La différence de traitement invoquée résulte de la loi habilitante du 23 décembre 2013 elle-même dans la mesure où elle prévoit, au paragraphe 2 de l’article 1er, que la date de recevabilité des demandes d’aides peut être antérieure à la date limite de la validité des mesures relatives à l’octroi des aides prévues par la loi de 2008, le règlement grand-ducal du 23 janvier 2014 pris en exécution de la loi du 23 décembre 2013 ayant été appelé à fixer les modalités de recevabilité des demandes d’aides, et notamment celles qui ont trait au délai d’exercice de celles-ci.
L’article 10bis, paragraphe 1, de la Constitution dispose que « Les Luxembourgeois sont égaux devant la loi. ».

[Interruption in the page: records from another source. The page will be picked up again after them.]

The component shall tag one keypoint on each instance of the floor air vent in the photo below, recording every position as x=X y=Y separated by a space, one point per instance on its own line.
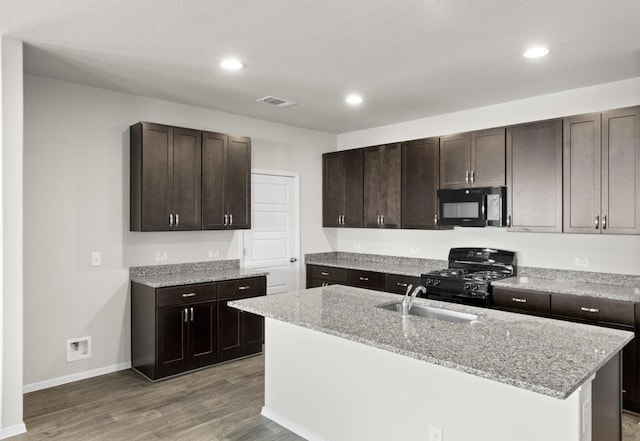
x=275 y=101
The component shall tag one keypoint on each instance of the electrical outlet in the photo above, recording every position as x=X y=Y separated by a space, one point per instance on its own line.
x=581 y=262
x=435 y=433
x=96 y=259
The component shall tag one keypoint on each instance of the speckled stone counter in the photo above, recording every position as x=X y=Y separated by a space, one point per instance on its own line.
x=160 y=276
x=550 y=357
x=603 y=290
x=404 y=266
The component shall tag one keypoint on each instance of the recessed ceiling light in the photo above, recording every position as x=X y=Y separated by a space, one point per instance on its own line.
x=231 y=64
x=354 y=99
x=536 y=52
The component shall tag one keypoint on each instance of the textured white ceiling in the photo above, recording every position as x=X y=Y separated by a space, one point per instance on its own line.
x=409 y=58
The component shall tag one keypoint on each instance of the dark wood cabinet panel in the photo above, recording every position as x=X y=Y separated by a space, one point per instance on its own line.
x=420 y=180
x=455 y=158
x=382 y=185
x=518 y=300
x=621 y=171
x=488 y=158
x=399 y=284
x=342 y=189
x=534 y=177
x=226 y=188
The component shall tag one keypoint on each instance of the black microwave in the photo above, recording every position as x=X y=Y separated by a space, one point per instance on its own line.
x=473 y=207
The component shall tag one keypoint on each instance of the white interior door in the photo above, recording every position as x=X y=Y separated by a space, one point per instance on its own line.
x=272 y=243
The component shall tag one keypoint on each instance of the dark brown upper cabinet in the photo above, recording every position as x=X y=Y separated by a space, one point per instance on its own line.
x=475 y=159
x=342 y=189
x=165 y=178
x=382 y=185
x=420 y=179
x=601 y=166
x=534 y=176
x=226 y=182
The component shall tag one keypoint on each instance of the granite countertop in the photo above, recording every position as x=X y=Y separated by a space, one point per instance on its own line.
x=602 y=290
x=404 y=266
x=160 y=276
x=550 y=357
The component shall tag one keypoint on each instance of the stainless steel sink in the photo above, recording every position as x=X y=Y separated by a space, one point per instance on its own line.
x=431 y=312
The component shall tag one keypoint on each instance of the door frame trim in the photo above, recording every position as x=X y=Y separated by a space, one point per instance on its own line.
x=296 y=197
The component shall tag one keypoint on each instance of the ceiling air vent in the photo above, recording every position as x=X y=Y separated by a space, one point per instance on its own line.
x=275 y=101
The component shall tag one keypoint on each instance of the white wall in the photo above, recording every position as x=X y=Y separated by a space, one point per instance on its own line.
x=76 y=201
x=618 y=254
x=11 y=285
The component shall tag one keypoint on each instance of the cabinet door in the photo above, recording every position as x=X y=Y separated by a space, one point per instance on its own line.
x=420 y=179
x=203 y=335
x=237 y=182
x=488 y=158
x=333 y=188
x=172 y=339
x=621 y=171
x=455 y=159
x=187 y=169
x=157 y=177
x=582 y=153
x=213 y=147
x=534 y=177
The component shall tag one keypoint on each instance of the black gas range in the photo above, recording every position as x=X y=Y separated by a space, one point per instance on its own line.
x=468 y=278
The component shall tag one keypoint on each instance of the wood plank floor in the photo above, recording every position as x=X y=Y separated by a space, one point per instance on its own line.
x=215 y=404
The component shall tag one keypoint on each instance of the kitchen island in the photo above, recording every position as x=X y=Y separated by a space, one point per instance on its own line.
x=337 y=367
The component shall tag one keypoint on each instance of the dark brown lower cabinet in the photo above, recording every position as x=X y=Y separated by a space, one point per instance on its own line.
x=177 y=329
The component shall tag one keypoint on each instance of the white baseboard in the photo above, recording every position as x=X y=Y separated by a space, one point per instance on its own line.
x=74 y=377
x=12 y=431
x=290 y=425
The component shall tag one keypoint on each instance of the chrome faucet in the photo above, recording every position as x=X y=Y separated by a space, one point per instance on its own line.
x=407 y=301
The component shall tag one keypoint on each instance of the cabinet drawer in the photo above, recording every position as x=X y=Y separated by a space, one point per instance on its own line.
x=537 y=302
x=593 y=309
x=399 y=284
x=366 y=279
x=254 y=286
x=328 y=273
x=184 y=294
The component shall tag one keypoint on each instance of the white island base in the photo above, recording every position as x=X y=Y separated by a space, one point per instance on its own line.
x=326 y=388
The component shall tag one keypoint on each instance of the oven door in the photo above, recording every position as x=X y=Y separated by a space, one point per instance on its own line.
x=463 y=207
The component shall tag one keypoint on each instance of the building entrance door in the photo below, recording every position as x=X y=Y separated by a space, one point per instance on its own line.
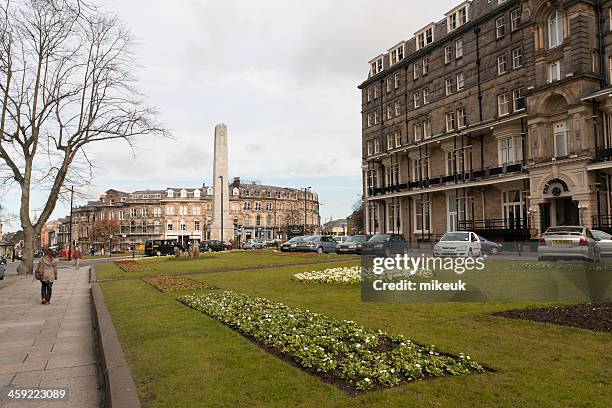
x=565 y=212
x=452 y=211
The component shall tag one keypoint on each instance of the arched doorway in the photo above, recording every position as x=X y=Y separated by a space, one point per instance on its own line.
x=559 y=208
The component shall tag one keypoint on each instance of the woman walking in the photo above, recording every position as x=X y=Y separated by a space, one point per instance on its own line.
x=78 y=255
x=47 y=270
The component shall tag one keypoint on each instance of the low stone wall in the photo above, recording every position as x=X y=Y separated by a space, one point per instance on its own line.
x=120 y=389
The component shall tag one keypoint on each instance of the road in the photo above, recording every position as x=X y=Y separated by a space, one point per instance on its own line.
x=11 y=267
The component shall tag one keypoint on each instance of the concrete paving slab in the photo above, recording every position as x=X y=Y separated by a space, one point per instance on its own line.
x=50 y=345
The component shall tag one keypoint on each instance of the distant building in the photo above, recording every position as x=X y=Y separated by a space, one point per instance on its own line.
x=185 y=214
x=496 y=119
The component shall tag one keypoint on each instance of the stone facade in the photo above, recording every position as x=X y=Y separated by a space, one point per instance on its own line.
x=495 y=119
x=185 y=214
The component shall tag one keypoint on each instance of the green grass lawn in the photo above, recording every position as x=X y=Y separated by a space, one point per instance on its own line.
x=182 y=358
x=213 y=261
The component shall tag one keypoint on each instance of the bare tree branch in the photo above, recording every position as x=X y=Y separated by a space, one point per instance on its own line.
x=65 y=82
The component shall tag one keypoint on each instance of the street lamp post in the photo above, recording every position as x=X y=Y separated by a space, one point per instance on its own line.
x=221 y=185
x=305 y=189
x=70 y=228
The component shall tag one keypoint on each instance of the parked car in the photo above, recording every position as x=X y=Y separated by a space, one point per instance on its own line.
x=458 y=243
x=352 y=245
x=604 y=242
x=568 y=243
x=291 y=245
x=160 y=247
x=385 y=245
x=213 y=245
x=489 y=247
x=317 y=243
x=254 y=243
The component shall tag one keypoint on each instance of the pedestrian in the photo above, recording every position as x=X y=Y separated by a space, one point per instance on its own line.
x=77 y=258
x=46 y=272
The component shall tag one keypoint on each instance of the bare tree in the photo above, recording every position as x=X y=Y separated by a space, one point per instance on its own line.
x=65 y=82
x=5 y=217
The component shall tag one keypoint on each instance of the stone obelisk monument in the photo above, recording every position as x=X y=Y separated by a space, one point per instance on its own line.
x=222 y=227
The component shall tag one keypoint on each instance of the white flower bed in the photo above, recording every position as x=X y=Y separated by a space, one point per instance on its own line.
x=347 y=275
x=356 y=356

La mise en œuvre de la règle constitutionnelle d’égalité suppose que les catégories de personnes entre lesquelles une discrimination est alléguée se trouvent dans une situation comparable.
En l’espèce, les personnes sollicitant le remboursement des droits d’enregistrement et de transcription se trouvent dans une situation comparable qu’elles aient acquis les biens à usage agricole avant le 31 décembre 2013, auquel cas elles étaient recevables à introduire une demande de remboursement jusqu’à la fin de la période de validité des mesures d’aides, ou qu’elles aient acquis lesdits biens entre le 1er janvier et le 30 juin 2014, la demande ayant alors dû être déposée avant le 31 mars 2014. En effet, dans les deux hypothèses elles sont éligibles au remboursement des droits d’enregistrement pour les actes signés pendant la période de programmation 2007-2013, prolongée par la loi du 23 décembre 2013 jusqu’au 30 juin 2014, donc pendant la période de validité desdites mesures d’aides.
Le législateur peut, sans violer le principe constitutionnel de l’égalité, soumettre certaines catégories de personnes à des régimes légaux différents, à condition que la différence instituée procède de disparités objectives, qu’elle soit rationnellement justifiée, adéquate et proportionnée à son but.
La loi du 18 avril 2008, précitée, permet aux acquéreurs de biens à usage agricole de solliciter le remboursement des droits d’enregistrement et de transcription et la loi du 23 décembre 2013 a prolongé les dispositions y relatives jusqu’au 30 juin 2014.
Le fait d’avancer de trois mois par rapport à la fin de la période d’application prolongée de la loi le délai pour l’introduction de la demande de remboursement, dans la mesure où il aboutit à exclure du bénéfice du remboursement les signataires des actes intervenus entre le 31 mars 2014 et le 30 juin 2014, donc pendant la période de validité des mesures d’aides expirant le 30 juin 2014 et qui sont dès lors éligibles aux prédites mesures d’aides, n’est pas rationnellement justifié, ni proportionné au but de la loi.
Il en suit que par rapport à la question préjudicielle posée, il convient de dire que l’article 1er, paragraphe 2, de la loi du 23 décembre 2013 n’était dès l’origine pas conforme à l’article 10bis, paragraphe 1, de la Constitution.
L’article 16 de la loi du 27 juillet 1997 portant organisation de la Cour Constitutionnelle disposant que la procédure devant la Cour est gratuite et que les arrêts de la Cour ne donnent pas lieu à la liquidation de frais et dépens, la demande en obtention d’une indemnité de procédure est renvoyée devant la juridiction du fond pour être toisée ensemble avec les frais et dépens.
PAR CES MOTIFS,
la Cour constitutionnelle :
dit que, par rapport à la question préjudicielle posée, l’article 1er, paragraphe 2, de la loi du 23 décembre 2013 n’était pas conforme à l’article 10bis , paragraphe 1, de la Constitution ;
dit que dans les trente jours de son prononcé, l’arrêt sera publié au Journal officiel du Grand-Duché de Luxembourg, Mémorial A ;
dit qu’il sera fait abstraction des nom et prénoms de X lors de la publication de l’arrêt au Journal officiel ;
dit que l’expédition du présent arrêt sera envoyée par le greffe de la Cour constitutionnelle au tribunal administratif du Grand-Duché de Luxembourg, dont émane la saisine, et qu’une copie conforme sera envoyée aux parties en cause devant cette juridiction.
La lecture du présent arrêt a été faite en la susdite audience publique par le président Jean-Claude WIWINIUS, en présence du greffier Viviane PROBST.